Quatre à six battements par minute
Cette lenteur concerne aussi son cœur. Le chercheur David McKenzie, du CNRS, a pu réaliser des électrocardiogrammes en plongeant des requins dans une piscine, sur le port de l'ile de Disko, au Groenland. Il a mesuré entre 4 à 6 battements par minute. Ce qui est un marqueur de longévité nécessaire, mais pas suffisant. D'autres animaux marins ont un cœur qui bat très lentement et n'atteignent pas pour autant ces âges canoniques.

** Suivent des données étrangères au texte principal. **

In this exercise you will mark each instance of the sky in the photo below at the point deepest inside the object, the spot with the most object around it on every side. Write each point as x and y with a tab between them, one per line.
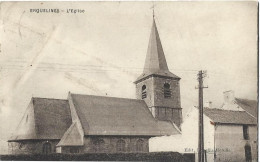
102	51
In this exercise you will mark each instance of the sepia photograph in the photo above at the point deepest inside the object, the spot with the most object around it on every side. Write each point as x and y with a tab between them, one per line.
129	81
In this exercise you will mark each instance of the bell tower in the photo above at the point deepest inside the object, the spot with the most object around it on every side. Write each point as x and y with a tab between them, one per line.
157	86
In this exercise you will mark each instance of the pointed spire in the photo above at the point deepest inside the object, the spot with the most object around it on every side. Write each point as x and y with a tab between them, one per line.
155	62
155	59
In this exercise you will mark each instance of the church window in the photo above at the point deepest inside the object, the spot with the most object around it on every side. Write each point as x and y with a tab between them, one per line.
46	148
139	145
245	132
144	92
120	145
99	145
74	150
248	153
167	90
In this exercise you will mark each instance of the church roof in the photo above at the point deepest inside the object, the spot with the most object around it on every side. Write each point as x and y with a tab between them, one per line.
155	63
44	119
118	116
72	137
249	106
229	117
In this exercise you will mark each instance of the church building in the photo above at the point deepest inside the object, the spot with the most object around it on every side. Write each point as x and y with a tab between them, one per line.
100	124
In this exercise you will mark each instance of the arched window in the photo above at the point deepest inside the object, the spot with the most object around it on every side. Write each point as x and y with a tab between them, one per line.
120	145
144	92
139	145
46	148
248	153
167	90
99	145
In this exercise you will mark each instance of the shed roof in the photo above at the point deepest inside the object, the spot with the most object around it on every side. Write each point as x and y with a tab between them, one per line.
44	119
229	117
249	106
118	116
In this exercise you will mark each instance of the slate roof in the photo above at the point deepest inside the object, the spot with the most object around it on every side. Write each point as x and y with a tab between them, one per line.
155	63
72	137
249	106
118	116
229	117
44	119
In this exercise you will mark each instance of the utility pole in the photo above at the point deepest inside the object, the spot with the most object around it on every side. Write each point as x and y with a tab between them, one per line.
201	75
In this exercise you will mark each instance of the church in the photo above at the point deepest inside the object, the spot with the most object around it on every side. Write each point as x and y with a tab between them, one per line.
99	124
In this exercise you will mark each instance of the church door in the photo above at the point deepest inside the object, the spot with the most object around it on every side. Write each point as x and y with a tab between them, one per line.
46	148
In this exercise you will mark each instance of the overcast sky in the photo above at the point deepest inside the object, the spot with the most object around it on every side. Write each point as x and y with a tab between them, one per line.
102	51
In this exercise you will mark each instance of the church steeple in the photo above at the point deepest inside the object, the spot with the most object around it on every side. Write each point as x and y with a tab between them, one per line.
157	86
155	62
155	59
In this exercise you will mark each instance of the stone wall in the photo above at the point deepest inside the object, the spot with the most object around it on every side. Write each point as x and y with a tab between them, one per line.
30	147
230	143
162	108
109	145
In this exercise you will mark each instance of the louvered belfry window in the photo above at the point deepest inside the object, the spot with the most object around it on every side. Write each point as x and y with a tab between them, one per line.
144	95
167	90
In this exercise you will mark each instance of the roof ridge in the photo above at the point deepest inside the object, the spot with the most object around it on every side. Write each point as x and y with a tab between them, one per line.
106	96
245	99
49	98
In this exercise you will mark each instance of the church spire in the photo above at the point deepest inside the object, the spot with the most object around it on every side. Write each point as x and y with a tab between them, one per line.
155	59
155	62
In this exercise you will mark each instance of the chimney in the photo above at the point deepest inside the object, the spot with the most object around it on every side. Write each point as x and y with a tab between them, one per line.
229	96
208	104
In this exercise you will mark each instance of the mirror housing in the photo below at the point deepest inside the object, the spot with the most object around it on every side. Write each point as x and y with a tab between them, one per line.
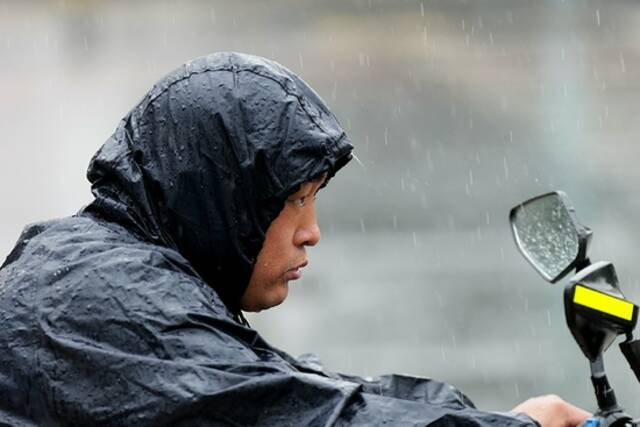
549	235
596	310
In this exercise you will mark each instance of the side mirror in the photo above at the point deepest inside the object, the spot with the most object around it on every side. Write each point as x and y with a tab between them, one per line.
596	310
549	236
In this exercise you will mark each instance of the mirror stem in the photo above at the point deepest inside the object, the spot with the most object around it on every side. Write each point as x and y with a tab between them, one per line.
583	264
604	393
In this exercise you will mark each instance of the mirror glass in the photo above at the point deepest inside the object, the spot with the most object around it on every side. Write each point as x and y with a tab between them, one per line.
546	235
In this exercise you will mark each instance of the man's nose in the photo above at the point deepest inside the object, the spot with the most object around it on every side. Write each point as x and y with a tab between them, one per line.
308	234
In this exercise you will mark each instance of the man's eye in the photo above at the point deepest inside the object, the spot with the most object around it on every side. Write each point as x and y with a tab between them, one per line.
301	201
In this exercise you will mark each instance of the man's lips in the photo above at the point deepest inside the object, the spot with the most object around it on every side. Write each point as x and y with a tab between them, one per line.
296	272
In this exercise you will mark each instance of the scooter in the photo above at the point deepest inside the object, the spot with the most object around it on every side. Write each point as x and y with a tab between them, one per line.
547	232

Selon la chercheuse Holly Shiels professeur en science cardiovasculaire à l'université de Manchester, il faut aussi prendre en compte le mode de vie de ces requins dans les profondeurs de l'océan, sans prédateur et loin des humains. Il semble pourtant que ce requin du Groenland soit vraiment particulier, toujours selon cette professeure en sciences cardiovasculaires, qui a étudié leurs artères coronaires et découvert que celles-ci semblent totalement échapper au vieillissant, tout comme leurs cellules cardiaques.
Toujours plus fort, des chercheurs de cette équipe de l'université de Manchester se sont penchés sur le métabolisme des muscles du requin du Groenland qui, là encore, ne semblent pas comme chez les autres animaux, être sensibles au vieillissement. Une question de gènes peut-être. Le code génétique du requin du Groenland est aussi à l'étude pour tenter de percer les mystères de son métabolisme au ralenti et de son cœur qui ne vieillit pas, ou si peu, pendant plusieurs siècles.